Despite how little you think you might know, and even if you are just starting out in your field, you will find that there is always some knowledge you have that you can share with others. Also, lacking experience can be a good thing, because you have a fresh outlook and new ideas to offer to those of us who have been working for a while and may be stuck in repetitive work patterns. As well, when you ask questions you will be prompting us to take the time to think about why we do what we do and if there is a better way we can accomplish our goals. If you consider these points, you will see how you can benefit from being part of the group, and how the group can benefit from having you as a member.
How do you agree upon objectives?
When a Mastermind Group or an Accountability Partnership is first formed, the group or team decides what objective, or goal, they would like to accomplish. It can be as specific as creating a website a week, or as general as just meeting to bounce ideas off each other about individual projects. After an objective has been agreed upon, the group then forms an agenda, or blueprint, which lays out the tasks and steps that need to be completed in order to accomplish the objective. At each meeting, the agenda is followed. At the end of each meeting, there is an open time set aside for questions and discussion outside of the agenda so to keep side tracked conversations from extending meeting times.
I have no time!
Part of the purpose of this entire concept is to encourage each other in their work and to hold each other accountable to meeting certain goals. This helps you to learn to better manage your time and tasks. What it really comes down to, though, is priorities: do you consider this worthwhile enough to make time for? Often, if we let them, little tasks like answering telephone calls and writing emails can take up most of the day, while more important items get put on the back burner. You have to consciously set aside time to work on what you consider to be of high importance. Meeting once a week for no longer than one hour in return for encouragement and better chances of succeeding at your goals is a small time slot to give up.
Who can I trust?
Think about this from this perspective: do this because I want to “give” and “receive” support and advice, not because I want to profit financially by stealing ideas from the others. If each member wants to receive honest opinions and support from the other members and wants to be able to share information within the confidentiality of the group, it makes sense that each member will be honest and trustworthy in how they interact with one another. Once you have been meeting with the group for a few meetings, you can get a general sense of what the other members are like and what their goals are. This can then direct how much you want to share with the group. If you are honest and trustworthy, you can expect that other members of the group will be as well.

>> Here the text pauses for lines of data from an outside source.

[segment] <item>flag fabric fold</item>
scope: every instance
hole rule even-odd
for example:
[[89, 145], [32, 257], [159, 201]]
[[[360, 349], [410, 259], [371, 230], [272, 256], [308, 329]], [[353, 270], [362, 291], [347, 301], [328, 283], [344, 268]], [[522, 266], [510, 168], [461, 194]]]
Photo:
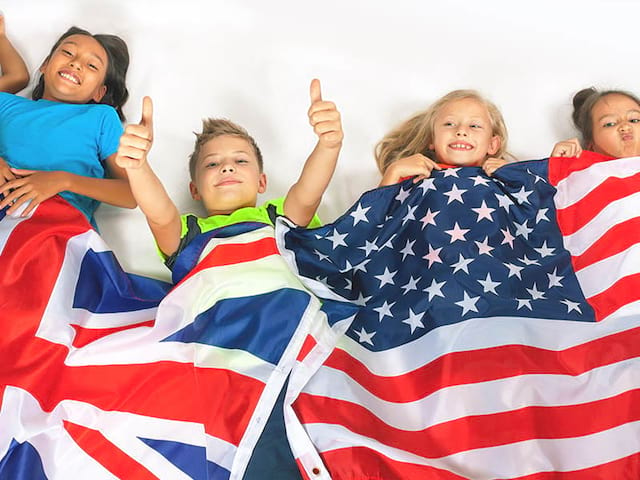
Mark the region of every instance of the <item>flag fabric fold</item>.
[[447, 169], [320, 229], [278, 225], [305, 285], [359, 306], [293, 403], [314, 446], [292, 442], [299, 462], [335, 479], [639, 478], [639, 178], [640, 158], [590, 152]]

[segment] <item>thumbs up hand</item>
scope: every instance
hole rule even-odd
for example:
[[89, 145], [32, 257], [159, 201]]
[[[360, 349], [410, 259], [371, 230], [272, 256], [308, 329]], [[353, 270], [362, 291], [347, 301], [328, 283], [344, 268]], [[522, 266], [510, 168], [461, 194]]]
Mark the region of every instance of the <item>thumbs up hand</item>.
[[342, 146], [344, 133], [340, 112], [333, 102], [322, 100], [320, 80], [314, 78], [309, 88], [311, 107], [309, 107], [309, 123], [313, 131], [318, 135], [318, 145], [326, 148], [339, 148]]
[[121, 168], [140, 168], [147, 162], [153, 145], [153, 102], [151, 97], [142, 99], [140, 123], [127, 125], [120, 137], [116, 165]]

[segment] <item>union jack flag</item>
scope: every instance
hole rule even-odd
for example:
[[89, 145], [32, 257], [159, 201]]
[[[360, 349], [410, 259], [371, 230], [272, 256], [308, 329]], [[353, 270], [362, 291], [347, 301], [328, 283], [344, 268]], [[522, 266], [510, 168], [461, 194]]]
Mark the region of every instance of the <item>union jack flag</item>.
[[242, 478], [303, 345], [348, 325], [271, 226], [199, 238], [173, 287], [124, 272], [59, 198], [0, 231], [3, 479]]
[[309, 478], [640, 478], [640, 158], [446, 169], [280, 227], [360, 307], [289, 412]]

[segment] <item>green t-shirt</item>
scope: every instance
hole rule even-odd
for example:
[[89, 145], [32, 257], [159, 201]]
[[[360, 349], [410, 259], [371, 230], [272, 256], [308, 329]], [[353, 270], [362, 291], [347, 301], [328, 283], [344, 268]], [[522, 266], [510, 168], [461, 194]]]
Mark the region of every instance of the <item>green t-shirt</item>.
[[[173, 265], [180, 252], [201, 233], [242, 222], [260, 222], [274, 225], [276, 218], [283, 216], [284, 197], [268, 200], [259, 207], [240, 208], [229, 215], [211, 215], [210, 217], [201, 218], [192, 213], [187, 213], [180, 216], [182, 231], [180, 233], [180, 245], [178, 245], [178, 249], [170, 257], [165, 257], [162, 253], [160, 253], [160, 255], [165, 260], [165, 265], [173, 269]], [[314, 215], [309, 225], [307, 225], [307, 228], [320, 227], [321, 225], [322, 222], [318, 218], [318, 215]]]

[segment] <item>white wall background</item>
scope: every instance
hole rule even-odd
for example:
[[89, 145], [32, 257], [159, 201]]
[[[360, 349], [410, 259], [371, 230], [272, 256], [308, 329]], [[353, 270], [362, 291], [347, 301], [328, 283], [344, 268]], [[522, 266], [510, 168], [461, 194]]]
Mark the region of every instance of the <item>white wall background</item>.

How can you uphold accountability?
Expectations should be clearly laid out at the beginning when the Partnership is formed. Talk about what goals and responsibilities each member will have in helping to accomplish the objective of the group. It is a good idea at this point to establish a plan of action for how the group will resolve an issue if a group member continuously fails to meet expectations and goals. If there are more then 2 in your group then it is best, if there is conflict of this type, for the group to meet outside of the regular weekly meeting to talk about the situations, compare it to what the agreed expectations are and then decide the best way possible to deal with the issue. the expectations shouls be clear enough so the individual knows that this meeting is taking place. Make all expectation clear up front so when situations arise you will know the agreed upon way to resolve it.
So hopefully the only question left know is who to crate a partnership with. The best method to do that is to find others who are part of something you are a part of such as a membership site or forum and ask. It may even be as simple as asking a friend. The point is, find others (even if it is just one person) who you can work with to help you Stick To Your Plan!